Many industries have special laws and regulations that govern how citizens’ personal data is handled, but often the guidance is vague. For example, the U.S. Department of Health and Human Services (HHS) requires healthcare providers to undertake “appropriate” steps to safeguard protected health information (PHI) on electronic media as part of its Health Insurance Portability and Accountability Act (HIPAA) regulations.
The HHS refers practitioners to NIST SP 800-88, for good reason. Meeting the 800-88 standard is the best way to ensure you’re doing your due diligence as it relates to governmental compliance in all corporate environments, which is the reason we use it here at CompuCycle.
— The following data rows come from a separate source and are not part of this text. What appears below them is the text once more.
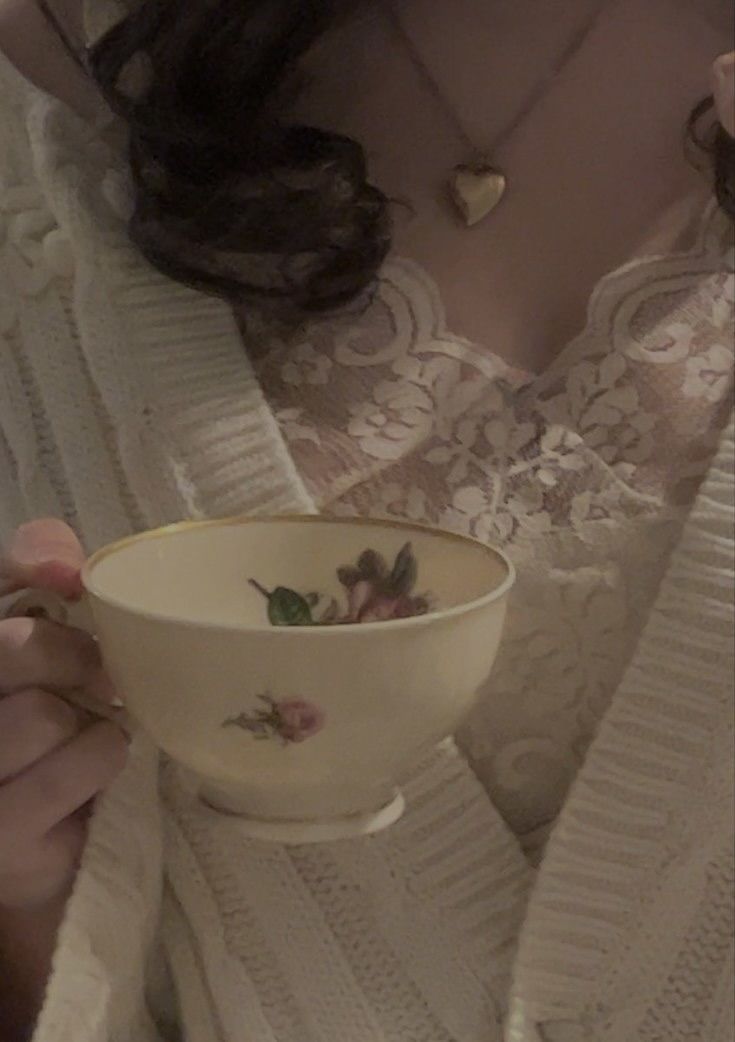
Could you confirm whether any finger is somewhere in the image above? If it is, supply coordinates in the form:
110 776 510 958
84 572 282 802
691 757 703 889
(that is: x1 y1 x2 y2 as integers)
0 722 127 845
0 809 88 909
0 689 79 783
0 618 109 696
0 520 84 599
712 51 735 138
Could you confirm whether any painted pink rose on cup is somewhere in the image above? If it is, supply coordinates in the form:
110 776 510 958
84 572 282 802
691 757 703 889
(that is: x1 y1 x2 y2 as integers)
250 543 431 626
275 698 324 742
223 694 326 745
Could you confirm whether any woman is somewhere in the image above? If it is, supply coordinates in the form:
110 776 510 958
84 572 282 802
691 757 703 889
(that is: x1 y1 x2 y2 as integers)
0 0 735 1042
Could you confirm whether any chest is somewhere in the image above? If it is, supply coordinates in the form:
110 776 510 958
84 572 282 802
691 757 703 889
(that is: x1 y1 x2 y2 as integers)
299 0 726 370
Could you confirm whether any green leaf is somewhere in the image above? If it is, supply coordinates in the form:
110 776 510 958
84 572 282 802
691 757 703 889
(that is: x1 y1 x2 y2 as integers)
268 587 314 626
358 550 388 579
389 543 418 595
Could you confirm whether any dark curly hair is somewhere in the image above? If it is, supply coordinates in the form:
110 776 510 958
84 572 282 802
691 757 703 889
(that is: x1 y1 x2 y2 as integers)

How to Achieve Your Desired Data Disposal Standard
A professional data sanitization company like CompuCycle can sanitize your devices to any level you specify, as well as provide an inventory report and either a Certificate of Data Sanitization or a Certificate of Data Destruction (depending on the sanitization method used) upon completion, for regulatory compliance purposes. The work will be done by “personnel without a stake in any part of the process,” an important guideline from NIST 800-88. After physical destruction, using a trusted vendor is the safest approach for data disposal.
However, there are free programs that can help you render your data unrecoverable at a set standard, such as DBAN, an open-source data wiping tool. While the program offers six different erasure standards, it can’t erase SSDs, offers no tech support, and is only recommended for home use. Other free DIY programs that give you options on your sanitization method include Securely File Shredder, Freeraser, and Bitkiller.